No all’uso delle armi. È un papa Francesco diverso dal solito quello che parla dalla finestra di san Pietro, in occasione dell’Angelus di domenica scorsa. È turbato, profondamente contrito, per il dramma che si sta consumando nell’«amata nazione siriana» e, in particolare, per i timori suscitati dall’annuncio di un intervento armato da parte di alcuni Paesi occidentali (con Usa, Francia e Regno Unito in prima linea), per sanzionare l’uso di armi chimiche nella strage del 21 agosto scorso da parte del regime di Assad, su cui si attendono ancora le conferme degli ispettori Onu.

«Dobbiamo dimostrare – aveva affermato il segretario generale della Nato Rasmussen – che questo tipo di crimine non può essere tollerato dalla comunità internazionale». Sembrano riecheggiare le motivazioni invocate per l’intervento armato in Iraq. Un intervento dalle conseguenze imprevedibili, che potrebbe innescare un conflitto mondiale.

Su ben altra lunghezza d’onda le parole del pontefice: «Quanta sofferenza, quanta devastazione, quanto dolore ha portato e porta l’uso delle armi. Mai più la guerra! Vogliamo un mondo di pace». Da qui l’appello ai governanti dei Paesi “interventisti” a riconsiderare la volontà dell’attacco armato contro Damasco, riaffermando la necessità di esperire ogni possibile percorso alternativo, sul piano politico-diplomatico.
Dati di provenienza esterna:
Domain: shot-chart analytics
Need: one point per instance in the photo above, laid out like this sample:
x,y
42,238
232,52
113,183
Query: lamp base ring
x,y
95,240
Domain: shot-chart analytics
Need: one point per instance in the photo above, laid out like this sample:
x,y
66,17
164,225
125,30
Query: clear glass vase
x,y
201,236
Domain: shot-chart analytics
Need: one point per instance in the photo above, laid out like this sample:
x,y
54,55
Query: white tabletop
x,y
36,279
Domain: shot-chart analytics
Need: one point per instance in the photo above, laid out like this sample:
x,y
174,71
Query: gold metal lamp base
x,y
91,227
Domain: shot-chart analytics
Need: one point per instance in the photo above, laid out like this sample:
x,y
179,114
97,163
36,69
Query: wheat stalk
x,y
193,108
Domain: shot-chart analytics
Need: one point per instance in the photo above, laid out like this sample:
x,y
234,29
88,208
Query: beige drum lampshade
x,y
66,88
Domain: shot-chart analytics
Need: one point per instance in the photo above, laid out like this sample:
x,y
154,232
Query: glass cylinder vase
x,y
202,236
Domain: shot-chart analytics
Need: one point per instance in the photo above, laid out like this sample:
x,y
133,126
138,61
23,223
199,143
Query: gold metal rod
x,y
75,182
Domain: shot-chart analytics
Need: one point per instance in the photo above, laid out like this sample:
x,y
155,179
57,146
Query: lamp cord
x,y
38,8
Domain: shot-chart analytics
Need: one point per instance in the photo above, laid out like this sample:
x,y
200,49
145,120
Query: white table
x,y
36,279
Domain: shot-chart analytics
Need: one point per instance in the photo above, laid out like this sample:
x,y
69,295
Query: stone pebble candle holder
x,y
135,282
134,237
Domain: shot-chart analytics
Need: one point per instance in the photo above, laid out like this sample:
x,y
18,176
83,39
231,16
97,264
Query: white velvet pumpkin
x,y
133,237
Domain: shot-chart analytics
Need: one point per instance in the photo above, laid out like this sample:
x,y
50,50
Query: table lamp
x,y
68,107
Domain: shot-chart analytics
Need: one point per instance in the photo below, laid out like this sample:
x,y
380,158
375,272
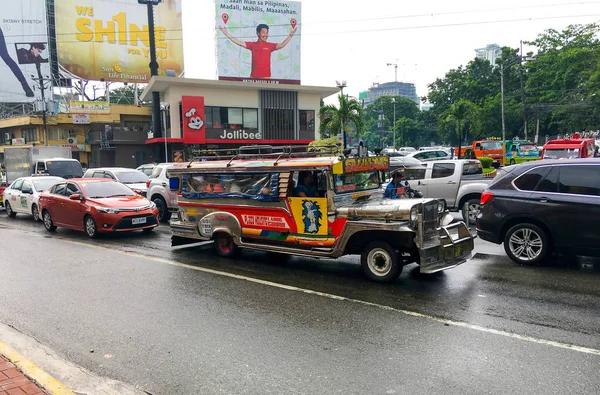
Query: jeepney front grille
x,y
430,219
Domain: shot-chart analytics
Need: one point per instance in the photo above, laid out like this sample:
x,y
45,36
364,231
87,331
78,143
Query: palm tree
x,y
334,118
462,115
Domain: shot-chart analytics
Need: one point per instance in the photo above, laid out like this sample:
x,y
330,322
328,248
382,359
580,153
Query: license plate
x,y
458,251
138,221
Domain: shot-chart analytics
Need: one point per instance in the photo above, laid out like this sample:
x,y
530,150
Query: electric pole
x,y
156,122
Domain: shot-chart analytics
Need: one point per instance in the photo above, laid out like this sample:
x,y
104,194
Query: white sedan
x,y
22,196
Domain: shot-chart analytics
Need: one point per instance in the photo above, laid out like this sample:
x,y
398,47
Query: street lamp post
x,y
394,101
342,84
156,122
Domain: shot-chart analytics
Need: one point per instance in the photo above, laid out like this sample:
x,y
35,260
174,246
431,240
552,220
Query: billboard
x,y
23,51
109,39
258,41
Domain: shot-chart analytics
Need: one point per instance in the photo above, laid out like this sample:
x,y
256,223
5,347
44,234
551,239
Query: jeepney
x,y
251,202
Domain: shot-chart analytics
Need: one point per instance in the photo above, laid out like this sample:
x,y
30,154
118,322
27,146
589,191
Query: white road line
x,y
585,350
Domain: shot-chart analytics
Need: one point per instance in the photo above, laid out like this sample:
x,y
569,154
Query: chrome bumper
x,y
452,246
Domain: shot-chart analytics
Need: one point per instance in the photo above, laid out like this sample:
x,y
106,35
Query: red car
x,y
96,206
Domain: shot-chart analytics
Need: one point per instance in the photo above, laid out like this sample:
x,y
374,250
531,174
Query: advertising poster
x,y
109,39
23,51
194,126
258,41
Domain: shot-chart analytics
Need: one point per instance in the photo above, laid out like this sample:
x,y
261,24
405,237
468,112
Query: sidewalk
x,y
14,382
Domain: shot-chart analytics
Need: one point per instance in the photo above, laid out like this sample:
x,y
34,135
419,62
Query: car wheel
x,y
35,212
527,244
48,223
225,246
473,210
380,262
90,227
164,214
9,210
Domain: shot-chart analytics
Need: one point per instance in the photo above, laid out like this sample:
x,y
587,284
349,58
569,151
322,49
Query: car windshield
x,y
561,153
357,181
41,184
528,147
101,190
131,177
64,168
489,145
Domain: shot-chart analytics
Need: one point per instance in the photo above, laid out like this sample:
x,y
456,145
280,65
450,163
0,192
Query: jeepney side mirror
x,y
174,184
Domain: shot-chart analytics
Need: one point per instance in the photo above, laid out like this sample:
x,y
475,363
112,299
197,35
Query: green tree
x,y
461,116
348,114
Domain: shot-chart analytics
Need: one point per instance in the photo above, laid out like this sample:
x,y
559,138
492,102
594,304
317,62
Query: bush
x,y
486,162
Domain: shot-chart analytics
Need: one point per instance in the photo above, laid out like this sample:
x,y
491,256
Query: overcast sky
x,y
356,43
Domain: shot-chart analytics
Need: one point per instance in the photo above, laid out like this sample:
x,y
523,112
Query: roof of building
x,y
161,84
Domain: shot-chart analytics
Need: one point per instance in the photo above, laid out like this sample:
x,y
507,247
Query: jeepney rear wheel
x,y
380,262
225,246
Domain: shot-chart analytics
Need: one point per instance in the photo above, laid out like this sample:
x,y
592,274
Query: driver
x,y
395,189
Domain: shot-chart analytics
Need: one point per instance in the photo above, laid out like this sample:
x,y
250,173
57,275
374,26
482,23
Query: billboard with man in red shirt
x,y
259,43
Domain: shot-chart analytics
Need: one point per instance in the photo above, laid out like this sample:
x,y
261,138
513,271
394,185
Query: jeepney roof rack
x,y
265,152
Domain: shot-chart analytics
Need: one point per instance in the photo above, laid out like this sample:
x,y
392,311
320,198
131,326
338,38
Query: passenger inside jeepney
x,y
306,186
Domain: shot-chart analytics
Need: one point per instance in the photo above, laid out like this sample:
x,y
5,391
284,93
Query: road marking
x,y
572,347
34,372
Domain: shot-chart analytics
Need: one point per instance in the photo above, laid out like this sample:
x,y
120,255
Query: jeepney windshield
x,y
356,182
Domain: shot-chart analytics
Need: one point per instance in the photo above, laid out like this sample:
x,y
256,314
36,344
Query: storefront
x,y
211,114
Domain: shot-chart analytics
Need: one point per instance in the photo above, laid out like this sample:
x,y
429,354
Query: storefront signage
x,y
81,119
192,114
89,107
355,165
239,135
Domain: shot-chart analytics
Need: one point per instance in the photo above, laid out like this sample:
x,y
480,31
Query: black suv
x,y
541,207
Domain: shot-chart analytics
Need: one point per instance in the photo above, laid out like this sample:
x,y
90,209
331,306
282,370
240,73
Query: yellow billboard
x,y
109,39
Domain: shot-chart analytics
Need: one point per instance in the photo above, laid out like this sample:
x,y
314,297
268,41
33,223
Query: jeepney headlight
x,y
441,206
414,215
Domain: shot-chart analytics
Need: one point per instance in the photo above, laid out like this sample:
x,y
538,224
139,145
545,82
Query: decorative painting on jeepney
x,y
310,215
262,187
355,165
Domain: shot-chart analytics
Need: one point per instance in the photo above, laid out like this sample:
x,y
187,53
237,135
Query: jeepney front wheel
x,y
380,262
225,246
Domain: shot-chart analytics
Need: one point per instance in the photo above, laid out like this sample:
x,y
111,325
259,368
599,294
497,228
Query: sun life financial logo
x,y
239,135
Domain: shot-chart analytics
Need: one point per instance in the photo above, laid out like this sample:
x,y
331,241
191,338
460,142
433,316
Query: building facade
x,y
403,89
490,53
235,114
114,139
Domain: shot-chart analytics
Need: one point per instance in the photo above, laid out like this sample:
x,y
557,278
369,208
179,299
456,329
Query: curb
x,y
34,372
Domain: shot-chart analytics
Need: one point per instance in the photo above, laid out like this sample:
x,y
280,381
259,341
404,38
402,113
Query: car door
x,y
26,198
443,184
57,206
417,178
579,200
74,210
14,194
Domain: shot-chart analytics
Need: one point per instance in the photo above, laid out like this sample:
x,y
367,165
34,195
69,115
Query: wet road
x,y
186,322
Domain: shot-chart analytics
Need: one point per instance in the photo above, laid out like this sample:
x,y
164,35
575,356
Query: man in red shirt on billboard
x,y
261,49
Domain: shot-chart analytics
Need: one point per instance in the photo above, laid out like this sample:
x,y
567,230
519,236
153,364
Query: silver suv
x,y
160,194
Pregare per la pace. La pace è un dono di Dio, e da Lui bisogna invocarlo. «Preghiamo per la pace: la pace nel mondo e nel cuore di ciascuno», ha detto papa Bergoglio, indicendo una giornata di preghiera e digiuno per sabato prossimo, 7 settembre, ed estendendo l’invito anche alle altre confessioni cristiane, ai credenti di altre religioni, e a tutti gli uomini di buona volontà. In piazza san Pietro l’appuntamento sarà a partire dalle ore 19. Una molteplicità di momenti similari, in contemporanea, si annuncia già in diverse altre città.

Operare per la pace. Tutti siamo chiamati ad essere costruttori di pace, nella quotidianità; non solo i governanti delle nazioni. «Vogliamo essere uomini e donne di pace», ha detto ancora papa Francesco in quel suo accorato discorso all’Angelus domenicale. Ed ha meglio esplicitato il suo pensiero nell’omelia pronunciata alla messa del mattino di lunedì 2 settembre a Santa Marta.
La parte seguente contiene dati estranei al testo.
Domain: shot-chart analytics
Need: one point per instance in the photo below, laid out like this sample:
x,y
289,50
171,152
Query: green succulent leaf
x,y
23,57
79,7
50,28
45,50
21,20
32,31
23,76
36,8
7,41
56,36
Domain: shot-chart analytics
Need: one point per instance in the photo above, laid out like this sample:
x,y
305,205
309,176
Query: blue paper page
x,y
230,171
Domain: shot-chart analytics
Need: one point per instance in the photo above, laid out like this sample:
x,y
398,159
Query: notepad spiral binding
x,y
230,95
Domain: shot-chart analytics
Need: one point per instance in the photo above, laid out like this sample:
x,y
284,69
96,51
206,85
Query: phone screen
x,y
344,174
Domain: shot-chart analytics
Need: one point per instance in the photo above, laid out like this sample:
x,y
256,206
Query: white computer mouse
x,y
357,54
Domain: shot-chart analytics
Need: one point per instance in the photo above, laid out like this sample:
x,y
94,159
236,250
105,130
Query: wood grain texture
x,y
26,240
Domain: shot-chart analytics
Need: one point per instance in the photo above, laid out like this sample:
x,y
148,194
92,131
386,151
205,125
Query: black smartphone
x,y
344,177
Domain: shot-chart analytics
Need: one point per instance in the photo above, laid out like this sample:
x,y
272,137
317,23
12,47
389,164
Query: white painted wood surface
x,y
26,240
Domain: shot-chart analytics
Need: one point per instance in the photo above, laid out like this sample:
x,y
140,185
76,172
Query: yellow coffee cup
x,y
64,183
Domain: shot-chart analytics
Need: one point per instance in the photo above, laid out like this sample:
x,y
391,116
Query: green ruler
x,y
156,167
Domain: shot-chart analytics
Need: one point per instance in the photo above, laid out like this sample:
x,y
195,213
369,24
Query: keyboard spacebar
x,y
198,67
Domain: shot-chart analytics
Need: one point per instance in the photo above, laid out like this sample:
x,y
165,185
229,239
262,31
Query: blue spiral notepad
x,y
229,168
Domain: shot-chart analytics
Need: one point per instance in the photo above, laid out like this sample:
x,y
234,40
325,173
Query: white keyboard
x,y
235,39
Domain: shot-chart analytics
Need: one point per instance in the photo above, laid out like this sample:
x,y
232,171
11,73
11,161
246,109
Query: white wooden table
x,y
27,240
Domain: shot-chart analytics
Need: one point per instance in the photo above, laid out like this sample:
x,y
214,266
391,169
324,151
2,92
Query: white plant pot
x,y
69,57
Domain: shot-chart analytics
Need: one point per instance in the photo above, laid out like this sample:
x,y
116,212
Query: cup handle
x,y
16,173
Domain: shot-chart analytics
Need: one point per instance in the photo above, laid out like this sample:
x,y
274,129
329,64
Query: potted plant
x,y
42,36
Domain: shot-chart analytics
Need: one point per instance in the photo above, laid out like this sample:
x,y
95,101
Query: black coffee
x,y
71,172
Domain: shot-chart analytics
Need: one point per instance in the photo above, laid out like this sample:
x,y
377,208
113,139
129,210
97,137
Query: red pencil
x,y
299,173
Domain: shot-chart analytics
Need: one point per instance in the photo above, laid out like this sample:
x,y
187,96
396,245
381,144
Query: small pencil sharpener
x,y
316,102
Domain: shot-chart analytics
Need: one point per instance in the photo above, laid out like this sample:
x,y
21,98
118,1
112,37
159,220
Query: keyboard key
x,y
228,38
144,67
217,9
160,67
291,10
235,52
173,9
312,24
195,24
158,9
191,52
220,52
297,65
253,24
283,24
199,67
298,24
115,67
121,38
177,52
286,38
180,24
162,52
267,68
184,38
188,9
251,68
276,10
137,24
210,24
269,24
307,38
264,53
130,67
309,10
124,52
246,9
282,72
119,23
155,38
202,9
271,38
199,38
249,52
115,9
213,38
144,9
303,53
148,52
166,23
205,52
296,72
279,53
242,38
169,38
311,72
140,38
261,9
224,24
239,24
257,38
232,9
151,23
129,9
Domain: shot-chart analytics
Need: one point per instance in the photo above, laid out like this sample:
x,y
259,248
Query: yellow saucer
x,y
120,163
Non ci sono solo le armi che tolgono la vita, c’è anche la lingua. Si leggeva già nell’Antico Testamento (28° capitolo del Libro del Siracide): «La spada uccide tante persone, ma ne uccide più la lingua che la spada». E per l’apostolo Giovanni (prima lettera, capitolo 3°), ricorda il papa, «colui che odia nel suo cuore suo fratello, è un omicida».

«Le chiacchiere, il pettegolezzo – ha sottolineato altresì papa Francesco – sono armi che ogni giorno insidiano la comunità umana, seminando invidia, gelosia e bramosia del potere. Con esse si può arrivare ad uccidere una persona. Perciò parlare di pace significa anche pensare a quanto male è possibile fare con la lingua».

«Come costruire dunque una comunità?», si è chiesto il pontefice. Ed ha risposto: «Perché sia pace in una comunità, in una famiglia, in un Paese, nel mondo, dobbiamo cominciare a essere con il Signore. Dove c’è Dio non ci sono odio, invidia e gelosia e non ci sono quelle chiacchiere che uccidono i fratelli. Non c'è la criminalità, non ci sono le gelosie. C'è fratellanza».

Per accogliere l’insegnamento di papa Francesco, si può far tesoro del suggerimento che sgorga dalla saggezza del libro del Siracide sopra citato: «Misura le tue parole; metti porta e serratura alla tua bocca», e, attualizzando, anche «alla tua penna e al wordprocessing del tuo pc».